8. PERBEDAAN-PERBEDAAN ANTARA JIALAH DAN IJARAH

Akad ji’alah berbeda dengan akad ijarah dalam 5 hal berikut :


1. Akad ji’alah sah dikerjakan oleh amil umum, tidak tertentu, sedangkan ijarah tidak
sah dilakukan oleh orang yang belum jelas.

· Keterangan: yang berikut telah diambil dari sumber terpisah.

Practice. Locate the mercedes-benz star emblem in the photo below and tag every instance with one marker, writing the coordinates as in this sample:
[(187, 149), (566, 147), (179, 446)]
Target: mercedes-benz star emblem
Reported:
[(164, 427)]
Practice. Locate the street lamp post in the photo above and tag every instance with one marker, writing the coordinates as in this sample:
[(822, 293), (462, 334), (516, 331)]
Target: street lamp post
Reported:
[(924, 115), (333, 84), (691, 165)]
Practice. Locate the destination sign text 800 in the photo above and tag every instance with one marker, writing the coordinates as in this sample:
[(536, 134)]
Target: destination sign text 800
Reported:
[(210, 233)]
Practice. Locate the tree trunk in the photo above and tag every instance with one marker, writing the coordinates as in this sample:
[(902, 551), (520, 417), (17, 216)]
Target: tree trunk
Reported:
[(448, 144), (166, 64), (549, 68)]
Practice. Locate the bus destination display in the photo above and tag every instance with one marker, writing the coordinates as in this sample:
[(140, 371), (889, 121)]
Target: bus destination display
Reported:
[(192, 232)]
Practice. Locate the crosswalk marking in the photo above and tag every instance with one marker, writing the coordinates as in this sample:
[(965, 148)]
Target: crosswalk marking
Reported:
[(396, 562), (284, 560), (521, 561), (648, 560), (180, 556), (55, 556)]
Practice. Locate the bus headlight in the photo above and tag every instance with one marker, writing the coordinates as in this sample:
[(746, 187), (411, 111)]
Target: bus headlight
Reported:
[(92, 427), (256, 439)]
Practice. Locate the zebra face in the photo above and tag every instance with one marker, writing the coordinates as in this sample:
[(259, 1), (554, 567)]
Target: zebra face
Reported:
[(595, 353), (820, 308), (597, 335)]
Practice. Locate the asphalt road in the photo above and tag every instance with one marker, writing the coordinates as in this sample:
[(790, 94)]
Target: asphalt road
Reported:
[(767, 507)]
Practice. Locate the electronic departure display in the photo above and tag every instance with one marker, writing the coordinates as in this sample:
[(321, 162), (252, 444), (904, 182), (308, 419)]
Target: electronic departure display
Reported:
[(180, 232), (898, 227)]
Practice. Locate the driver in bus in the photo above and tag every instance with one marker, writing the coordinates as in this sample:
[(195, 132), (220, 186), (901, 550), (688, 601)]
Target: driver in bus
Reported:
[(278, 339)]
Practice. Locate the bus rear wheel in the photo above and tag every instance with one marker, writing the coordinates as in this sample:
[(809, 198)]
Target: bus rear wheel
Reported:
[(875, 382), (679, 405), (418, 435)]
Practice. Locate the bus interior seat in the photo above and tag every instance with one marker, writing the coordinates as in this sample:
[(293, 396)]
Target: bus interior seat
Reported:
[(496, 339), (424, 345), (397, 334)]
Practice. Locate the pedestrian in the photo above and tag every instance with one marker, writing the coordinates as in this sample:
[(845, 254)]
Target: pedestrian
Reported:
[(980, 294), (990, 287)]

2. Akad ji’alah dibolehkan pada pekerjaan yang belum jelas sedangkan ijarah tidak sah
kecuali pada pekerjaan yang sudah jelas.
3. Dalam ji’alah tidak disyaratkan adanya qobul (penerimaan) dari Amil karena ji’alah
adalah akad dengan kehendak satu pihak. Sedangkan dalam akad tijarah wajib
adanya qabul dari buruh yang mengerjakan pekerjaan itu, karena ijarah adalah akad
dengan kehendak dua belah pihak.
4. Ji’alah adalah akad yang tidak mengikat sedangkan ijarah adalah akad yang mengikat
dan salah satu pihak tidak boleh membatalkannya kecuali dengan kerelaan dan
persetujuan pihak lainnya.
5. Dalam ji’alah Amil tidak berhak mendapatkan upah kecuali setelah menyelesaikan
pekerjaannya Jika ia mencatatkan agar upahnya didahulukan maka akad ji’alahnya
batal sedangkan dalam ijarah boleh mensyaratkan upah didahulukan.